Fig. 1.

HSF1 activation. HSF1 is usually present in the cell in an inactivated form. Inactivation of HSF1 occurs mainly by three mechanisms: (1a) HSP90 binding to HSF1, (1b) HSF1 stabilization through the formation of a leucine zipper structure within the protein (red lines), or (1c) through post‐transcriptional modifications, such as acetylation, sumoylation, and phosphorylation. (2) HSF1 is activated when an increase in misfolded proteins occurs in the cell, such as after heat shock (increased environmental temperature). HSF1 activation involves the release of monomeric HSF1 from chaperones, such as HSP20 and HSP90 (3a). Once activated, HSF1 monomers interact together to form a trimer that is stabilized by leucine zippers (red lines) (3b) and is phosphorylated by the calcium/calmodulin‐dependent protein kinase II gamma (CaMKIIγ). (4) HSPs act as molecular chaperones for the correct folding of numerous proteins in the cell. (5) HSF1 binds to DNA sequences in the genome, namely heat shock elements (HSE) in the promoters of genes encoding for heat shock responses, such as heat shock proteins (HSPs) promoting their transcription.
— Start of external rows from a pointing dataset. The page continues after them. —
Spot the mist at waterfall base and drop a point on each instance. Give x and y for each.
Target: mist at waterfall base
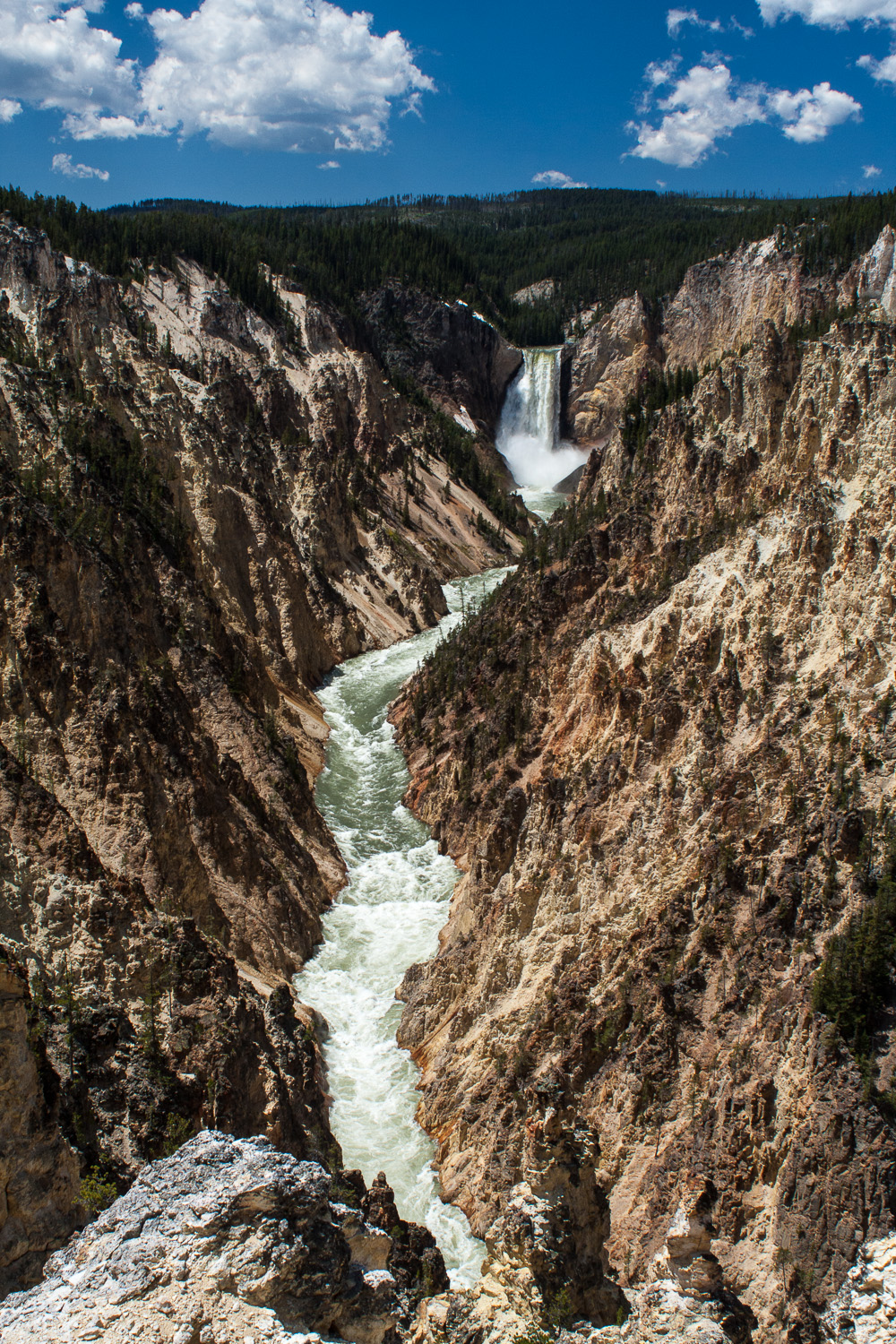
(530, 432)
(387, 918)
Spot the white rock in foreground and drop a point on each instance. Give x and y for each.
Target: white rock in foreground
(864, 1311)
(228, 1241)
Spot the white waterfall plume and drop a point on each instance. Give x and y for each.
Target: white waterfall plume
(530, 430)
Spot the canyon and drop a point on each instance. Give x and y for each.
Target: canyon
(664, 760)
(659, 753)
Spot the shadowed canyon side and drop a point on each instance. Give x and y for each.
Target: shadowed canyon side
(656, 1032)
(201, 515)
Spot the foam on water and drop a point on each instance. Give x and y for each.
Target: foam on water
(530, 432)
(387, 918)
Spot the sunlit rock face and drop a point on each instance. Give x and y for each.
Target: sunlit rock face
(201, 518)
(226, 1239)
(661, 828)
(38, 1169)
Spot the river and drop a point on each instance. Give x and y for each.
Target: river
(400, 884)
(384, 919)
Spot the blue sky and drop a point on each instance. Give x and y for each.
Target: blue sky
(285, 101)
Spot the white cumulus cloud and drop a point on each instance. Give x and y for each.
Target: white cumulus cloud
(64, 164)
(708, 105)
(51, 56)
(883, 70)
(676, 19)
(274, 74)
(702, 108)
(551, 177)
(277, 74)
(831, 13)
(809, 116)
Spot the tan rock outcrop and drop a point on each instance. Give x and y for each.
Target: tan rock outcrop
(665, 768)
(39, 1185)
(201, 515)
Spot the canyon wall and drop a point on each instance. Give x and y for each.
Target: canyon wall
(201, 513)
(664, 758)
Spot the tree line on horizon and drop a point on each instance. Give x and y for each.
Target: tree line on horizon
(595, 245)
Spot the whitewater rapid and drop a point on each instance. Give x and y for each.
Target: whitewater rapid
(383, 921)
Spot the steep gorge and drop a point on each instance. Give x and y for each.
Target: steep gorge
(201, 515)
(664, 758)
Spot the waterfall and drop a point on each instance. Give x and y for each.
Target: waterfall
(530, 432)
(532, 406)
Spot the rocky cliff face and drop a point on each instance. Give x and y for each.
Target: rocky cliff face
(228, 1241)
(199, 516)
(450, 349)
(664, 757)
(38, 1169)
(720, 309)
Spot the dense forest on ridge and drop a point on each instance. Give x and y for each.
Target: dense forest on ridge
(595, 245)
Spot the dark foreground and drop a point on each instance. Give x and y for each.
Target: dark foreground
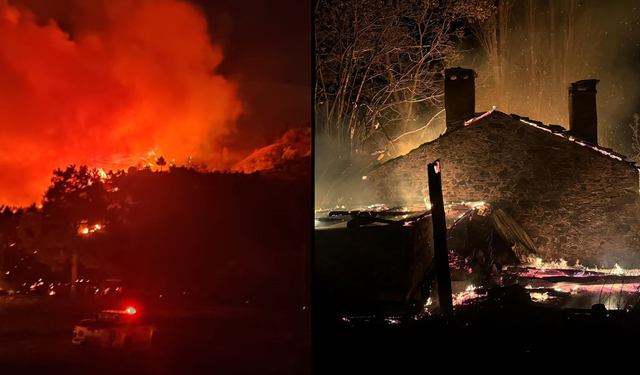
(35, 338)
(506, 340)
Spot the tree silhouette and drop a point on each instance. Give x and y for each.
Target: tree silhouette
(76, 198)
(161, 162)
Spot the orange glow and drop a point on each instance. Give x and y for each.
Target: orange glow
(133, 77)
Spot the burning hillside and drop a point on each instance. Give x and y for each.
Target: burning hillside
(116, 86)
(293, 145)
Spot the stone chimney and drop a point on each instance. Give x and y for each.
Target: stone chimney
(583, 117)
(459, 97)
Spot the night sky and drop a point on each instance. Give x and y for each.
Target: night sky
(267, 48)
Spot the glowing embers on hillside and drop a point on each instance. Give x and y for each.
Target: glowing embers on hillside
(466, 297)
(85, 229)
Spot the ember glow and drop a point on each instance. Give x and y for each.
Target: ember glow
(601, 150)
(133, 78)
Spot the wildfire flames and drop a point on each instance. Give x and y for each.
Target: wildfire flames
(123, 83)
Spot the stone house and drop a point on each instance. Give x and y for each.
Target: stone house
(575, 199)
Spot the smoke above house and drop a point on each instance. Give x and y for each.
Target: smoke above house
(123, 82)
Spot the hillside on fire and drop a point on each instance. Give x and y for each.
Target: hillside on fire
(217, 236)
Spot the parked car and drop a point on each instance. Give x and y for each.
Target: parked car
(125, 329)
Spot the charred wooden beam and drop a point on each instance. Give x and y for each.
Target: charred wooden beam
(441, 254)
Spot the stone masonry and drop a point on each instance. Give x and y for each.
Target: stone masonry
(573, 201)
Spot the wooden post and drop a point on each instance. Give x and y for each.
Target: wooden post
(74, 271)
(443, 274)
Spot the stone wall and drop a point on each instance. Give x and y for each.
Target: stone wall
(574, 202)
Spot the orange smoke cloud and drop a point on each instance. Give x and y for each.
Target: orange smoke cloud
(139, 80)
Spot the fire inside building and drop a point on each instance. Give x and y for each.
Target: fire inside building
(527, 204)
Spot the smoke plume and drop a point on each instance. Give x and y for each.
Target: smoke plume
(121, 83)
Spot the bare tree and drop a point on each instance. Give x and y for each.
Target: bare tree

HSF1 also promotes the transcription of genes involved in the regulation of apoptosis, DNA repair, modulation of drug resistance, unfolded protein response (UPR) at the endoplasmic reticulum, autophagy, and oxidative stress, among others. (6) Acetylation (blue circles) of HSF1 at Lys80 destabilizes its interaction with the DNA. HSP40 together with HSP70 bind to specific sites in HSF1 monomers leading to a destabilization of the trimer. (7) Excess HSF1 is degraded through the SCFβ‐TrCP pathway, and only a basal amount of inactive HSF1 remains in the cell.